In this tutorial, we’ll cover how to build a mash tun for batch sparge brewing (~5 gallon batches), an approachable means of all-grain brewing. For additional instructions, follow along with AHA Director Gary Glass in part three of the Introduction to All-Grain Video Series, as he walks viewers through the steps to building this mash tun.
How it Works
Simply put, a mash tun is a vessel for conducting the mashing process, while allowing for easy lautering—the process of removing the liquid wort from grain solids.
This specific build uses a stainless steel supply line as the filter to allow the liquid to move to the boil kettle, while leaving the grains and as much sediment as possible behind in the mash tun. The supply line is prepared so that there is basically a cylindrical screen of stainless steel that is fine enough to prevent most solids from being transferred, without too much worry of clogging.
- 48 quart picnic cooler
- Rubber mini-keg bung
- (2) 1/4″ hose clamps
- 1/2″ hose clamp
- 3/8″ inline nylon valve
- 7/16″ vinyl tubing*
- 16″ stainless steel supply line**
- Food-grade sealer
*Enough length to reach your boil kettle.
**Shorter or longer lengths should work fine.
- Scissors, to cut tubing
- Screw driver, for tightening hose clamps
- Needle-nosed pliers, for preparing the stainless steel braid
- Paper towel or rag, to clean up sealer
- Saw, or other means of cutting through stainless steel supply line
Putting together a mash tun out of a rectangular picnic cooler is actually quite easy. Review the following steps, gather the materials and tools, and you’ll have yourself a homemade mash tun in no time.
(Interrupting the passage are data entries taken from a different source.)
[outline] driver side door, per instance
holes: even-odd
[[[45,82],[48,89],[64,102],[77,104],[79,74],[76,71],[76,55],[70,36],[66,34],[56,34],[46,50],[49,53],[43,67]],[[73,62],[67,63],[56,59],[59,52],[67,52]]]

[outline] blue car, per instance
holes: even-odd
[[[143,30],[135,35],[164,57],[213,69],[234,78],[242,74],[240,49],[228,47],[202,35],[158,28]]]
- Remove the spigot from the picnic cooler. Typically it can be unscrewed by hand, but you may need to use pliers or some other tool if it is screwed on tight.
- Remove the plastic plug from the rubber mini-keg bung. You will not need this.
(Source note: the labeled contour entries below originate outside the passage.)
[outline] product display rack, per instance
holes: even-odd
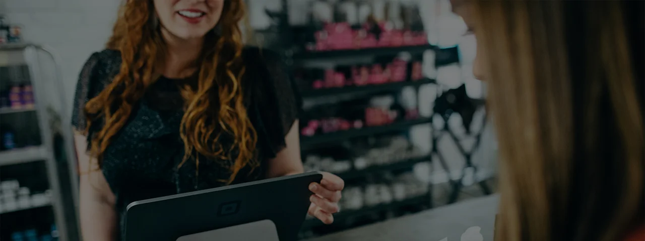
[[[417,164],[429,161],[431,158],[431,156],[424,156],[420,157],[410,158],[399,161],[395,161],[390,164],[373,165],[361,170],[352,169],[347,172],[339,172],[336,174],[345,181],[347,181],[348,180],[362,177],[367,175],[409,168]]]
[[[431,118],[419,118],[415,120],[398,121],[386,125],[363,127],[360,129],[342,130],[313,136],[303,136],[301,138],[300,148],[306,150],[319,147],[320,145],[326,143],[337,143],[339,141],[344,141],[353,138],[371,136],[394,130],[404,131],[415,125],[427,124],[431,121]]]
[[[23,76],[23,80],[27,80],[33,89],[34,108],[17,109],[3,108],[0,109],[0,120],[5,119],[5,121],[10,118],[15,118],[15,116],[11,115],[32,114],[29,116],[19,116],[21,118],[34,118],[37,119],[35,121],[37,123],[37,127],[34,127],[39,130],[39,145],[26,147],[16,147],[15,148],[10,148],[6,150],[0,150],[0,170],[3,168],[9,168],[17,165],[44,165],[46,170],[46,177],[30,177],[30,178],[43,178],[46,180],[48,185],[49,192],[51,195],[49,202],[34,202],[33,205],[30,205],[25,208],[25,205],[22,208],[5,210],[0,214],[0,222],[5,223],[8,222],[3,220],[3,215],[10,215],[12,217],[19,215],[19,212],[26,210],[39,208],[46,208],[50,206],[54,213],[54,222],[55,225],[58,240],[75,240],[78,239],[78,232],[76,228],[76,215],[75,211],[77,206],[77,192],[76,186],[75,175],[70,175],[70,178],[67,180],[63,177],[65,175],[61,174],[75,174],[75,162],[68,161],[68,160],[57,159],[57,152],[54,147],[55,131],[53,129],[50,121],[55,118],[52,116],[48,107],[46,103],[46,90],[45,83],[43,82],[45,74],[42,72],[41,59],[40,54],[45,53],[48,54],[54,64],[57,64],[55,57],[52,55],[46,48],[34,44],[0,44],[0,67],[19,67],[26,68],[26,76]],[[57,66],[55,66],[57,67]],[[57,71],[57,80],[61,81],[59,68],[55,67]],[[2,76],[0,76],[1,78]],[[2,81],[2,80],[0,80]],[[2,83],[0,83],[2,84]],[[62,86],[60,83],[56,83],[56,85]],[[63,96],[61,96],[61,100]],[[63,102],[61,101],[61,105]],[[63,126],[58,127],[63,131],[63,133],[57,133],[62,136],[65,141],[64,152],[68,156],[74,156],[74,145],[72,143],[72,136],[71,127]],[[68,130],[68,132],[64,130]],[[19,135],[19,133],[17,133]],[[72,158],[68,158],[72,159]],[[61,170],[61,167],[67,166],[69,170]],[[9,173],[10,174],[15,174]],[[25,175],[31,174],[24,174]],[[30,180],[28,180],[30,181]],[[68,183],[71,182],[72,185]],[[68,196],[73,196],[70,198]],[[31,219],[29,222],[37,222],[39,217],[37,215],[31,215]],[[11,221],[8,221],[11,222]],[[3,237],[6,237],[6,234],[3,234]]]
[[[428,202],[428,197],[426,195],[407,198],[402,201],[393,201],[392,202],[381,204],[372,206],[368,206],[357,210],[342,211],[333,215],[334,222],[342,222],[352,217],[364,216],[382,211],[387,211],[399,209],[400,208],[410,206],[419,205],[419,204]],[[321,220],[314,219],[309,219],[303,223],[302,229],[310,229],[316,227],[324,226]]]
[[[293,55],[296,61],[321,60],[324,58],[337,58],[353,57],[356,56],[393,55],[401,52],[410,53],[423,53],[427,50],[435,49],[433,45],[372,48],[360,49],[329,50],[319,51],[303,51]]]
[[[419,87],[427,84],[433,84],[437,82],[430,78],[419,80],[392,82],[378,85],[367,85],[363,86],[348,86],[337,88],[324,88],[301,91],[301,94],[307,98],[315,98],[330,95],[344,94],[356,92],[379,92],[401,89],[408,86]]]
[[[284,55],[288,71],[292,71],[294,67],[305,63],[322,62],[335,62],[336,60],[342,60],[346,58],[377,57],[380,56],[393,56],[401,53],[408,53],[413,56],[421,56],[427,51],[433,51],[436,47],[431,44],[406,46],[399,47],[381,47],[373,48],[364,48],[358,49],[328,50],[319,51],[306,51],[303,48],[297,47],[299,44],[293,42],[293,28],[288,22],[289,15],[287,0],[282,0],[283,12],[270,12],[277,21],[278,25],[273,28],[280,36],[277,46],[272,46],[278,49]],[[412,87],[418,96],[420,87],[429,84],[435,83],[435,80],[423,78],[420,80],[410,80],[408,76],[407,81],[400,82],[389,82],[375,85],[365,85],[361,86],[345,86],[342,87],[322,88],[317,89],[306,89],[301,92],[301,95],[305,100],[324,98],[328,97],[353,94],[355,93],[379,93],[383,91],[401,91],[404,87]],[[418,96],[417,96],[418,97]],[[339,130],[331,133],[319,134],[312,136],[301,137],[301,149],[307,152],[317,148],[325,147],[328,145],[337,145],[352,138],[372,137],[379,134],[401,132],[404,133],[411,128],[420,125],[431,124],[430,118],[419,116],[415,119],[406,119],[395,121],[394,123],[374,127],[363,127],[357,129]],[[346,181],[352,179],[360,179],[368,176],[379,175],[393,171],[412,169],[413,166],[422,163],[430,163],[432,158],[430,156],[423,156],[392,162],[388,164],[373,165],[361,170],[355,168],[350,170],[337,173],[339,176]],[[359,217],[371,214],[381,213],[390,211],[401,210],[404,207],[414,206],[422,208],[432,207],[432,188],[430,185],[429,191],[423,195],[408,197],[403,200],[392,201],[388,203],[381,203],[375,206],[366,206],[359,210],[342,210],[334,215],[335,225],[343,226],[346,221],[352,220],[353,217]],[[316,219],[308,219],[303,224],[301,230],[308,232],[313,228],[322,226],[322,223]],[[324,227],[323,227],[324,228]],[[303,233],[304,234],[304,233]],[[307,235],[305,235],[307,236]]]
- From the inside of the cooler, place the rubber mini-keg bung in the whole where the spigot was.
- Optional: If the mini-keg bung is not fitting snug, food-grade sealer can be used to create a water-tight seal.
- Run 6″ of the vinyl tubing through the mini-keg bung so that there are a few inches hanging out of each side of the cooler.
- Prepare the stainless steel braid:
- Cut off both ends of the stainless steel supply line with snips or a saw.
- Remove the plastic tubing from the inside of the stainless steel braid.
- Using needle-nosed pliers, clamp one end of the supply line shut.
- Attach the prepared stainless steel braid to the end of vinyl tubing on the inside of the cooler using the 1/2″ hose clamp.
- Attach the nylon valve to the end of the tubing on the outside of the cooler using a 1/4″ hose clamp.
- On the other end of the nylon valve, attach a piece of tubing long enough to reach your boil kettle (typically ~2-4 feet) using a 1/4″ hose clamp.